Effects on the primary efficacy outcomes

Based on the results from the meta-analyses, use of celecoxib at any dose (400–800 mg/day) for a duration of approximately 1–3 years showed a statistically significant reduction in the recurrence of advanced colorectal adenomas (RR, 0.42 [95% CI, 0.34–0.53]) and any adenomas (RR, 0.67 [95% CI, 0.62–0.72]) compared with placebo, with no heterogeneity (I2=0%; Figure 1). In the sensitivity analyses (Figures S2–S4; see original version of this article), findings were robust and consistent with the primary analysis. A subgroup analysis of celecoxib at 400 mg/day demonstrated similar effects on advanced adenomas (RR, 0.45 [95% CI, 0.35–0.58]) and any adenomas (RR, 0.69 [95% CI, 0.64–0.75]), with no heterogeneity (I2=0%; Figure 1). Both 400 mg once daily and 200 mg twice daily dosing regimens provided similar effect size (Figure S5; see original version of this article). For celecoxib at 800 mg/day, RR for advanced adenomas was 0.34 [95% CI, 0.24–0.50] and 0.55 [95% CI, 0.48–0.64] for any adenomas.

(To view a larger version of Figure 1, click here.)

Effects on the safety outcomes

Results from meta-analyses (Figure 2) showed that celecoxib at any dose for a duration of approximately 1–3 years significantly increases the risk of serious adverse events (RR, 1.15 [95% CI, 1.02–1.30]) and renal-hypertensive disorders (RR, 1.25 [95% CI, 1.09–1.42]) compared with placebo. Other safety outcomes including serious CV events (RR, 1.44 [95% CI, 0.73–2.84]), all-cause mortality (RR, 1.27 [95% CI, 0.66–2.44]), and CRCs (RR, 1.41 [95% CI, 0.24–8.27]) were not significantly increased compared to placebo. Subgroup analysis based on different dosing regimens showed that celecoxib 400 mg twice daily (800 mg/day) significantly increased the risk of serious adverse (RR, 1.2 [95% CI, 1.0–1.5]) and CV events (RR, 3.42 [95% CI, 1.56–7.46]). Interestingly, for celecoxib at 400 mg/day, a significant increase in CV risk was observed only with 200 mg twice daily regimen (RR, 2.48 [95% CI, 1.10–5.59]) but not with 400 mg once daily regimen (RR, 1.01 [95% CI, 0.70–1.46]), compared with placebo (Figures S6 and S7; see original version of this article).
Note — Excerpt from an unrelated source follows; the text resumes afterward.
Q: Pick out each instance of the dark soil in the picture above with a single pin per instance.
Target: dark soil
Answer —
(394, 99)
(To view a larger version of Figure 2, click here.)

Grade summary of evidence

Our application of GRADE methodology led us to conclude that the accumulated evidence for celecoxib (at any dose and 400 mg/day) is of high quality for adenoma prevention. Detailed information on GRADE summary of evidence is presented in Table S3 (see original version of this article).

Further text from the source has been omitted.